Texas: Spring Arrives With Wildflowers
The hills are alive with colorful wildflowers in Fredericksburg, the heart of Texas Hill Country, where every spring Lady Bird Johnson's legacy blooms anew to the delight of travelers and locals.
Claudia Alta Taylor Johnson, popularly known as Lady Bird, was the wife of Lyndon Baines Johnson, 36th president of The United States. During his term in office, 1963-1969, she chose as her project to beautify America with native plants. From early spring through late fall Texas highways and byways bloom with wildflowers, more than 5000 varieties in all. Many of their names evoke memories of the Old West.– bluebonnet, Indian paintbrush, Indian blankets, and lemonmint. Bluebonnets were Lady Bird’s favorite.
The Boyhood Home of President Johnson and the LBJ Ranch are among the area’s most popular historic attractions that include a 19th century pioneer museum and the National Museum of the Pacific War, the only museum in the continental U.S. devoted exclusively to the Pacific Theater in World War II. Be forewarned, however, the museum presents a sanitized view of American involvement in the area. Nearby, there's also the quirky Hangar Hotel, a nostalgic recreation of military quarters in the South Pacific with an Officers' Club, '40s diner, vintage cars and vintage aircraft.
However, I opted to stay at a charming English-style B&B. Runnymede is picturesquely situated by a lovely meadow where horses graze. The innkeepers are two young sisters, one of whom is a culinary school graduate with a tasty lexicon of breakfast treats. All ten cottages are equipped with kitchenettes, including one that is totally wheelchair accessible. The adaptations are so skillfully incorporated into the traditional décor that it took me a while to recognize them.
Fredericksburg calls itself the "Tuscany of Texas." Along Route 290, also called the Wine Road, several vineyards, among them Becker, Grape Creek, and Pedernales Cellars, specialize in European-style wines with a Texas twist. They offer tours and welcome travelers into their tasting rooms.

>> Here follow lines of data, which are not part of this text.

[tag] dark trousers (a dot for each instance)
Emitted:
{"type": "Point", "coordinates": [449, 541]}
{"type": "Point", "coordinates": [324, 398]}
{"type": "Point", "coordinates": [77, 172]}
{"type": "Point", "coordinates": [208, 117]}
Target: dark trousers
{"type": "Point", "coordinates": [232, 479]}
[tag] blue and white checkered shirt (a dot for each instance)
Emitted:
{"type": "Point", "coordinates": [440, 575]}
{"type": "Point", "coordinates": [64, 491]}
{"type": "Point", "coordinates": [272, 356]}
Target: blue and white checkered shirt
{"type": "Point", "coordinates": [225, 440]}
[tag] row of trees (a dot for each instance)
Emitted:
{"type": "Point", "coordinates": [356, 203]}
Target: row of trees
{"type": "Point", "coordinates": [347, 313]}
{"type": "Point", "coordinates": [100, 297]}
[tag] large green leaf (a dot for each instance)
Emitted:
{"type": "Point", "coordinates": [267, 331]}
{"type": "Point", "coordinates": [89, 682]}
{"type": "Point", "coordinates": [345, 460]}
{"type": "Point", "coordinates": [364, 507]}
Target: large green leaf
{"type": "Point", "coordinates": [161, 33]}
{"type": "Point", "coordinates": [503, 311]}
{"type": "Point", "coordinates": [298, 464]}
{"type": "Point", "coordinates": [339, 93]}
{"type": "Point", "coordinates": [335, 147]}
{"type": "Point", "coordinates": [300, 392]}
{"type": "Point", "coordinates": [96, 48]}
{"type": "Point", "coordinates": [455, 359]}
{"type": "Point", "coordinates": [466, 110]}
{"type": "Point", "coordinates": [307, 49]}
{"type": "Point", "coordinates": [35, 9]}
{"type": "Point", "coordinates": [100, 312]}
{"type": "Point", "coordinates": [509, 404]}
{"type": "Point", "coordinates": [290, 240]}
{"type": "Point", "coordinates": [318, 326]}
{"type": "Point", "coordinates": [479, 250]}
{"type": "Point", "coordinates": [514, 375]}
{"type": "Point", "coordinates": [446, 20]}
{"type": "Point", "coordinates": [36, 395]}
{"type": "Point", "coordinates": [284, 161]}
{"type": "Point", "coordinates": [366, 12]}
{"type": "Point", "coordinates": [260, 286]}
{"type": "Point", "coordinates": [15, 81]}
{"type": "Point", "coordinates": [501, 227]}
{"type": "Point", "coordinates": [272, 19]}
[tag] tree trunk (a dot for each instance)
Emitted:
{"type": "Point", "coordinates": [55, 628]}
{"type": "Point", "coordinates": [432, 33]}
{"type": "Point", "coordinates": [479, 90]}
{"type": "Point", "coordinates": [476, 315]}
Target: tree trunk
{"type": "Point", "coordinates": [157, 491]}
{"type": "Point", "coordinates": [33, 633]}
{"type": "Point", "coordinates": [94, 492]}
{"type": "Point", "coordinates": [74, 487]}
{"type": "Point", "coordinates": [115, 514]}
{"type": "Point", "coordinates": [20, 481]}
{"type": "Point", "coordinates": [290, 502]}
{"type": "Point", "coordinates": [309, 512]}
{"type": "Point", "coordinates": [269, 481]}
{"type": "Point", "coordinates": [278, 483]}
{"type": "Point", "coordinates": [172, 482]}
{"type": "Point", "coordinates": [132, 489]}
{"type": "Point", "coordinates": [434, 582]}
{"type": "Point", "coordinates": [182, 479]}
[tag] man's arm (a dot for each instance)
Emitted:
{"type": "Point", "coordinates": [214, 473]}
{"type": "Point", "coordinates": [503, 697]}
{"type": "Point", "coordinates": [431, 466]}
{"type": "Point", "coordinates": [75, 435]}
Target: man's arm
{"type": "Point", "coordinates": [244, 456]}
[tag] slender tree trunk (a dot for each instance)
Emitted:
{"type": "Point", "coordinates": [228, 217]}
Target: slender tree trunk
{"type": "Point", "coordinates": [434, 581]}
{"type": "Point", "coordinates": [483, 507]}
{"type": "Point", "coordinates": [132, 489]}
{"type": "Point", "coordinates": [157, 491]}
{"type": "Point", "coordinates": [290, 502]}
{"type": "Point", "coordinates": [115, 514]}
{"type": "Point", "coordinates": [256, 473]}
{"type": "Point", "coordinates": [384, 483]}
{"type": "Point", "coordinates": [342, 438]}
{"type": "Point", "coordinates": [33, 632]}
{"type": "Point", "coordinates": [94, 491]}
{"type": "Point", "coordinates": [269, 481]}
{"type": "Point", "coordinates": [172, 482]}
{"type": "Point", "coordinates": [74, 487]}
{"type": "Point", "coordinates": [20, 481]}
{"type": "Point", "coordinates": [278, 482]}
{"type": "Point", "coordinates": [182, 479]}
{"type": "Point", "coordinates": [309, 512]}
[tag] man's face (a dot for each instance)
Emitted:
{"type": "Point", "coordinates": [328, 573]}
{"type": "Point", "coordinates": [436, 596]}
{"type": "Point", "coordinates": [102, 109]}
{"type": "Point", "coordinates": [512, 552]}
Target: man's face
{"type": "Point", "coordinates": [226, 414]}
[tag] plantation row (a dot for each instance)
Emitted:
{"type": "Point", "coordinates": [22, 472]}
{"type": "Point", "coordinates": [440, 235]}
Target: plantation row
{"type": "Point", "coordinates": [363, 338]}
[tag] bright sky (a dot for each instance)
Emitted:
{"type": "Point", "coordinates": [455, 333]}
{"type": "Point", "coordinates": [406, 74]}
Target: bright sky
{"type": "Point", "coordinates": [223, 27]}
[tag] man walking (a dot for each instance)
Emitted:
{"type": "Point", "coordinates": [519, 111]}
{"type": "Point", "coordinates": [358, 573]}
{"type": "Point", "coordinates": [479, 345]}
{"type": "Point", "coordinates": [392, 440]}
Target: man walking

Also on Route 290, about 20 miles west of Johnson City, you’ll come across a field of large futuristic sculptures. Not all ranches in Texas grow cattle. The 140-acre Eyfells & Eyfells’ Sculpture Ranch showcases the abstract work of world-class sculptor Johann Eyfells and his late wife, the painter Kristin Eyfells. After retiring from the art department at Central Florida University, Johann bought the ranch. It required more than 21 flatbeds to cart his sculpture from Florida.
The region attracts many professional artists and has evolved into a vibrant artists’ colony. Galleries have sprouted up in downtown Fredericksburg to present their art. At the Whistle Pik Galleries, Tim and Pamela Taylor specialize in western art. At Fredericksburg Art Gallery, Donna Strickland features such local artists as landscape painter C.S. “Steve” Talley and abstract artist Joyce Combs. One of the newer galleries, Insight Gallery, inventories a collection of fine regional sculpture as well as painting. Owner/artist Jill Holland showcases more than 20 artists from Fredericksburg and the surrounding area at the Good Art Co. It’s like a treasure hunt to poke around in the small space that brims with variety, including textiles and jewelry.
All the art doesn’t take place in studios. The art of fine cuisine is everywhere. Lunch at Fromage du Monde offers a selection of cheeses from around the world, pates, and French chocolates, all served with a flourish, while the walls show paintings by regional artists. The Kaffe Klatch, a late afternoon German tradition, is alive and well at the Fredericksburg Pie Company. The area’s German heritage is celebrated, too, at The Fredericksburg Brewery, a brewpub with gleaming copper tanks and cozy fireplace. Dinner at August E’s is a sophisticated adventure thanks to the innovative creativity of Thai Chef Leu Savanh’s gift with traditional Texas fare.
No trip to the Fredericksburg area would be complete without a visit to Johnson City and the National Historical Parks. The boyhood home of LBJ offers a glimpse into early 20th life. The “Texas White House,” known as “The Ranch,” is only a short drive away. While he was president, LBJ hosted many heads of state here.
As a young boy, LBJ had often visited his aunt and uncle at what he described as “the big house on the river.” He purchased the impressive white mansion from his aunt. The surprisingly homey furnishings, however, reflect the president’s unpretentious origins. After leaving Washington, he and Lady Bird returned to Texas and lived here. They donated the property in 1972 to the National Park Service.